Note that DenseMapInfo is already implemented for std::pair

aheejin marked an inline comment as done.Mar 16 2019, 6:23 PM
aheejin added inline comments.
lib/Target/WebAssembly/WebAssemblyFixIrreducibleControlFlow.cpp
406 ↗(On Diff #190978)

Thank you. But I think I was not correct by saying std::pair is not supported; the real problem looks like we don't have DenseMapInfo for bool. For example, this does not compile (without extra implementation of DenseMapInfo for bool)

DenseMap<bool, int> Map;
aheejin updated this revision to Diff 191004.Mar 16 2019, 7:13 PM

Comment grammar fix

aheejin planned changes to this revision.Mar 16 2019, 8:48 PM
aheejin updated this revision to Diff 191011.Mar 17 2019, 1:42 AM

Fix fallthrough condition check

Nice idea, and overall looks good to me. I didn't quite understand the TII part though.

Btw, are there no backend passes that would do this optimization anyhow (merge identical branches)?

lib/Target/WebAssembly/WebAssemblyFixIrreducibleControlFlow.cpp
390 ↗(On Diff #191011)

What is the advantage of a map to bool over a set?

aheejin updated this revision to Diff 191229.Mar 18 2019, 6:40 PM
aheejin marked an inline comment as done.
  • Use a set instead for InLoop
aheejin marked an inline comment as done.EditedMar 18 2019, 7:10 PM

Nice idea, and overall looks good to me. I didn't quite understand the TII part though.
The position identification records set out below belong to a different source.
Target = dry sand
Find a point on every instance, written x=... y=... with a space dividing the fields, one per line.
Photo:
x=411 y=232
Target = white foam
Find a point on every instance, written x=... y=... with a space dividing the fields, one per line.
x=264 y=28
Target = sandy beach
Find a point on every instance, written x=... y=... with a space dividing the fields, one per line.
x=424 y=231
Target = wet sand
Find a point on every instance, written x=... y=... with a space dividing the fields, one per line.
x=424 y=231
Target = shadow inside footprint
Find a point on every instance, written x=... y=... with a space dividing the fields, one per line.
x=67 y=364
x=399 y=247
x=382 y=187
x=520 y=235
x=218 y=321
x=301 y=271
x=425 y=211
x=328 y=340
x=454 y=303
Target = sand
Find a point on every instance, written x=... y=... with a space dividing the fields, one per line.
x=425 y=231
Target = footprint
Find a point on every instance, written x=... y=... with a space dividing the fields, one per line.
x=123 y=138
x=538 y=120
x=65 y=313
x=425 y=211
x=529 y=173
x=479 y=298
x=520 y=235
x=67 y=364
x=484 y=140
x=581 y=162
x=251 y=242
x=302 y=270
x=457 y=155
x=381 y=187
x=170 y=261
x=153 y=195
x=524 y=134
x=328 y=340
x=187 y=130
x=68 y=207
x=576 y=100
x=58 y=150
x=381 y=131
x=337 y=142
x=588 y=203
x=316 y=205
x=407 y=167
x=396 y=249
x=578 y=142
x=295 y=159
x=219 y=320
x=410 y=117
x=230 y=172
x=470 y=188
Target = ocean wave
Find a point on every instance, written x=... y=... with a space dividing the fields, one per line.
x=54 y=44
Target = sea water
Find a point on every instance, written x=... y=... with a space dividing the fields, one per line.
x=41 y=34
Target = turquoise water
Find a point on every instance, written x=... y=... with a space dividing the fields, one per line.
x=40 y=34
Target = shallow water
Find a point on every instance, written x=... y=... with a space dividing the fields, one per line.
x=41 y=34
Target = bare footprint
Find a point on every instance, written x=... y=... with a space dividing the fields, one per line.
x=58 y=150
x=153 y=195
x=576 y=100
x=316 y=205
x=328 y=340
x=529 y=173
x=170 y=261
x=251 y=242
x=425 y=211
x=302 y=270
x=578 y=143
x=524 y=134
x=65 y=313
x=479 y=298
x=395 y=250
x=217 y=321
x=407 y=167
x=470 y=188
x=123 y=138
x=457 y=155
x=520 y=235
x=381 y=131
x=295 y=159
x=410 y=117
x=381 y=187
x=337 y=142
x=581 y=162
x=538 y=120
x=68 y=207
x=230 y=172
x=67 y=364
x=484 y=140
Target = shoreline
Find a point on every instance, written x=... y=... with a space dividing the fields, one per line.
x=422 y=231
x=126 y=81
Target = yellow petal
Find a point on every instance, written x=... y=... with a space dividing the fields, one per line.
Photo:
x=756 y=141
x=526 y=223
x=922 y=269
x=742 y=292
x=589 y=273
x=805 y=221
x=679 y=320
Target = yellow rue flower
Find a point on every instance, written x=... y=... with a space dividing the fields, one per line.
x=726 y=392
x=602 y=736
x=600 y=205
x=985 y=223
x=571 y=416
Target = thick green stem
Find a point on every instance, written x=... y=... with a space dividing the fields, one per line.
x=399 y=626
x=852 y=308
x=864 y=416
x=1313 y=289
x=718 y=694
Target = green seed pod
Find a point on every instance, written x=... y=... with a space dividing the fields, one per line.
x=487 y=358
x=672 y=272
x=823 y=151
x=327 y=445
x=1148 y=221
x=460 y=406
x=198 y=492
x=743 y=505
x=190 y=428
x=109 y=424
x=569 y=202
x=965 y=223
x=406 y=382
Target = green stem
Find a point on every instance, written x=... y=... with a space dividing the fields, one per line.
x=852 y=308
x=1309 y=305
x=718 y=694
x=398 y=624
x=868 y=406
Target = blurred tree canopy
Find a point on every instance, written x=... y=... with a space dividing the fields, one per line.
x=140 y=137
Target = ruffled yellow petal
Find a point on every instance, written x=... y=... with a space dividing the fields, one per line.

TargetInstrInfo::analyzeBranch function's output is a bit complicated; we have to check the return value and three parameters that are passed (TBB, FBB, and Cond). The detailed description on the meaning of its output is here. The default return value true means (not intuitively) the branch is not analyzable, and each target is supposed to override this function. Our overridden version is here.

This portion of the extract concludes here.